From a "pure mathematics" perspective, scaling the coefficients of the discriminant function (including $x_0$) up or down by a constant positive factor does not change whether an observation gets a positive, negative or zero score, but unfortunately the computer's finite precision arithmetic drags us out of the realm of "pure mathematics". Absent some sort of normalization, the solver might scale the coefficients way up to exploit some lucky rounding error (where an observation in the positive sample whose score should be zero or even negative gets a tiny positive score courtesy of rounding error, which becomes big enough to clear the $\delta$ threshold after the solution is scaled up). A normalization constraint is one way to avoid this, but I suspect a better way is just to impose bounds on the variables, which avoids any nonlinearities introduced by the norm function. Note, though, that when the domain of the variables contains both positive and negative values (true in the discriminant example, where coefficients can have either sign), bounds will not stop the solver from scaling the solution downward. If the solver wants to make the solution artificially small (for instance, if there is a penalty for scores that are incorrect by more than a particular amount), bounds will not prevent it; you will need a norm constraint.

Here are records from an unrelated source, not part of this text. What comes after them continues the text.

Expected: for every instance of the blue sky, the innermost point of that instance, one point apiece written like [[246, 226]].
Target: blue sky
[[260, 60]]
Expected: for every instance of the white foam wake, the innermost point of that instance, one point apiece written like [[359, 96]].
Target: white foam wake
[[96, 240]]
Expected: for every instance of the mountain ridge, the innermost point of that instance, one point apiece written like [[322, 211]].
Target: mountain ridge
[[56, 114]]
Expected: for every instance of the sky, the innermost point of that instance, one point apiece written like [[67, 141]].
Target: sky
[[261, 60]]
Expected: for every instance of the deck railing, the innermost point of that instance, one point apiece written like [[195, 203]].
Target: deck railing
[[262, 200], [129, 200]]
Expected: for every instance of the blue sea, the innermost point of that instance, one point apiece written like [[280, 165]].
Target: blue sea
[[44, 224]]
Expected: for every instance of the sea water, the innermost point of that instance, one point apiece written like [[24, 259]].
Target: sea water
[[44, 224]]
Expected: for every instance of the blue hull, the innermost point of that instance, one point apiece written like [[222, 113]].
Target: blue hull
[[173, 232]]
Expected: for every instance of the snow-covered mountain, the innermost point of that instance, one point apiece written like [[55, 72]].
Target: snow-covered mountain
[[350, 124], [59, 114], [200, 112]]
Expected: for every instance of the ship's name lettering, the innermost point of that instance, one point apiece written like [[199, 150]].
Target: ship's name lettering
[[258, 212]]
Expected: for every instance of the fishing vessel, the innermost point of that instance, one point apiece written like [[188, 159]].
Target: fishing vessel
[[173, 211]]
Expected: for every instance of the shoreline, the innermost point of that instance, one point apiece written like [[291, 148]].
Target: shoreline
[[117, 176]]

The other situation I have encountered is one where zero is a feasible solution that is perhaps attractive from the perspective of the objective function but needs to be eliminated. An example of this recently popped up on OR Stack Exchange. Given a matrix $W,$ the author wants to find a vector $x\in\mathbb{R}^n$ that maximizes the number of nonnegative components of $Wx.$ The author turns this into a MIP model using binary indicator variables for whether a component is nonnegative or not. The catch here is that $x=0\implies Wx=0,$ so the zero solution trivially maximizes the objective (all components nonnegative). The author rules this out by adding the normalization constraint $\| x \|_1=n.$ The one-norm will introduce binary variables, either directly or indirectly (meaning they might be added internally by the solver).

For this situation, there is an alternative way to rule out zero. Suppose that we draw an observation $r\in\mathbb{R}^n$ from a continuous distribution over a set of full dimension. For simplicity, I like the uniform distribution, so I might take $r\sim U([-1, 1]^n).$ I would normalize the vector (changing $r$ to $r/\|r\|_2$) just to avoid the possibility that it is too close to a zero vector (or, if using a larger domain, too big). In lieu of the norm constraint, I would add the linear constraint $r^\prime x = 1.$ Clearly this eliminates $x=0,$ but does it eliminate other values of $x?$ Most likely not. If $r^\prime x \neq 0$ and if $x$ is free to scale, than the solver can scale an otherwise optimal $x$ to satisfy $r^\prime x = 1.$ Because $r$ is drawn from a continuous distribution over a full-dimensional domain, $\Pr(r^\prime x = 0)=0$ for any nonzero $x.$ So the only real concern would be if the optimal $x$ had a (nonzero) inner product with $r$ small enough that attempting to scale it to meet the normalization constraint would violate some bounds on the components of $x.$ That is a risk I'm usually willing to take.

Here is the punch line (and the motivation for this post). I suggested using the random product in lieu of the norm constraint in an answer I posted on OR SE. The author of the question commented that he had tried it, and it "improves performance by at least an order of magnitude". Presumably this is be eliminating the (explicit or implicit) binary variables in the computation of the 1-norm, along with an auxiliary variables and constraints used to implement the norm restriction.

I tested a genetic algorithm versus the author's MIP model (modified to replace the norm constraint with a random normalization) using CPLEX. If anyone is curious how the GA does, you can play with my R code (which, as usual, requires one library for the GA and a gaggle of libraries to use CPLEX).